A very accessible line of thinking about applying data in the real estate space goes something like this:
Except, the “implementation details” are particularly challenging in this domain. Four specific challenges surfaced when trying to apply and monetize data in the acquisition phase of real estate development projects.
Data is typically used to uncover new potential sites for (re-) development. The time between initial identification, approaching the owner, and a transaction may be weeks (very optimistic), possibly months, and likely years. The perception of “added value” from the data therefore is quite weak, and that in turn decreases your ability to sell and commercialize.
Quality of data requires focus, while having successful acquisition channels depends on having unique access to sites, thus making use of unique data to uncover sites. There is a conflict between these approaches: developers prefer a breadth-based approach, where as data provider you are also responsible for depth (= quality).

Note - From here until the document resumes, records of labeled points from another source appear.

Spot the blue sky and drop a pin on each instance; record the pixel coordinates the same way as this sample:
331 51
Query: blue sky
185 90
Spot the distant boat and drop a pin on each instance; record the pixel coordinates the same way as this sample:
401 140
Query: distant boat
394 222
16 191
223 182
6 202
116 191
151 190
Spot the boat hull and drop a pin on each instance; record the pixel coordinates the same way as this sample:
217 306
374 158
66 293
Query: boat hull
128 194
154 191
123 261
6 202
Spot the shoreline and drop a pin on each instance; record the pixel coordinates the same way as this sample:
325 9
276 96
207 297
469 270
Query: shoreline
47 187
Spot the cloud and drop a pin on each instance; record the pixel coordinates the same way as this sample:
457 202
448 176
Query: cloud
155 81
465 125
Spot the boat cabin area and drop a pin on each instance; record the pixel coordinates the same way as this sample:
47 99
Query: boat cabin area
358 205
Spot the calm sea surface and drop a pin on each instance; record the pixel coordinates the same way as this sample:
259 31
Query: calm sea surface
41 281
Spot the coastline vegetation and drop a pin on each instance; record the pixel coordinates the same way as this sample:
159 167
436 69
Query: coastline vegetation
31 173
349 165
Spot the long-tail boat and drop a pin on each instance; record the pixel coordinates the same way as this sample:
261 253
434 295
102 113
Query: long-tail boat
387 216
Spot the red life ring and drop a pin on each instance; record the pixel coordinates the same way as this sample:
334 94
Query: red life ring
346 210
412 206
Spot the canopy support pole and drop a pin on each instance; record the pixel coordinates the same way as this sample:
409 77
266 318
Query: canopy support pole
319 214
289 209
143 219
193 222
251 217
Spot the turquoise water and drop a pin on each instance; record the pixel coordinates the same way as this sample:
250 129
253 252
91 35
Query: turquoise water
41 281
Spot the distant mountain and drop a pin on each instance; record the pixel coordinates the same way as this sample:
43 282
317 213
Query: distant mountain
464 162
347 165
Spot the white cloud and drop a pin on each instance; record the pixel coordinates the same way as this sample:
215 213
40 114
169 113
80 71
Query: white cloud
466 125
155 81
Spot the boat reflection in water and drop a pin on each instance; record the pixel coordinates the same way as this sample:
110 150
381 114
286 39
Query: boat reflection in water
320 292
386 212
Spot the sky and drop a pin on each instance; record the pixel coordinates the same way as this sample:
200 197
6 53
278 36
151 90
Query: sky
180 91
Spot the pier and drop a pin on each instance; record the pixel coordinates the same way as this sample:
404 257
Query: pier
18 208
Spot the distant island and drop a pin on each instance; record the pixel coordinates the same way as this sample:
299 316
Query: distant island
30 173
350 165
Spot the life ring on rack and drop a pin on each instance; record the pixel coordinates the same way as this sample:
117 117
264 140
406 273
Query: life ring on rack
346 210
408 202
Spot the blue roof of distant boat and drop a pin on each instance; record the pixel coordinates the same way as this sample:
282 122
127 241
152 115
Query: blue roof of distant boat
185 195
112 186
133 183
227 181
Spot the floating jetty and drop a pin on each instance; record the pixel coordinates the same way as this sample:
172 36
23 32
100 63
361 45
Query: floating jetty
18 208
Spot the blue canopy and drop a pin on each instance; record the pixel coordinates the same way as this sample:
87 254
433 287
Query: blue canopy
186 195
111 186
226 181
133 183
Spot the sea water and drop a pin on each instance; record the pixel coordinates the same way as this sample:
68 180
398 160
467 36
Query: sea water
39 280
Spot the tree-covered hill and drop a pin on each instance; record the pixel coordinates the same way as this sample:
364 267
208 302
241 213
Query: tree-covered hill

Therefore, supplied data needs to be incredibly diverse, and more likely than not developers will ask for more esoteric and unique data than you can supply.
Ultimately the most interesting metric by which to find potential sites is the willingness-to-sell of the current owner. Most types of data in this process are considered in the degree that it correlates with that metric. We have found that overall, there are no consistent indicators of willingness-to-sell. The biggest other ingredient to turn data into deals is time.
As the transaction sums are large, to share in the transaction requires a lot of patience and trust between you and your client.
That accessible line of reasoning therefore is not as evident as it might appear. The ability to find new high-value (re-)development sites - in my experience - does not easily convert into (predictable) revenue.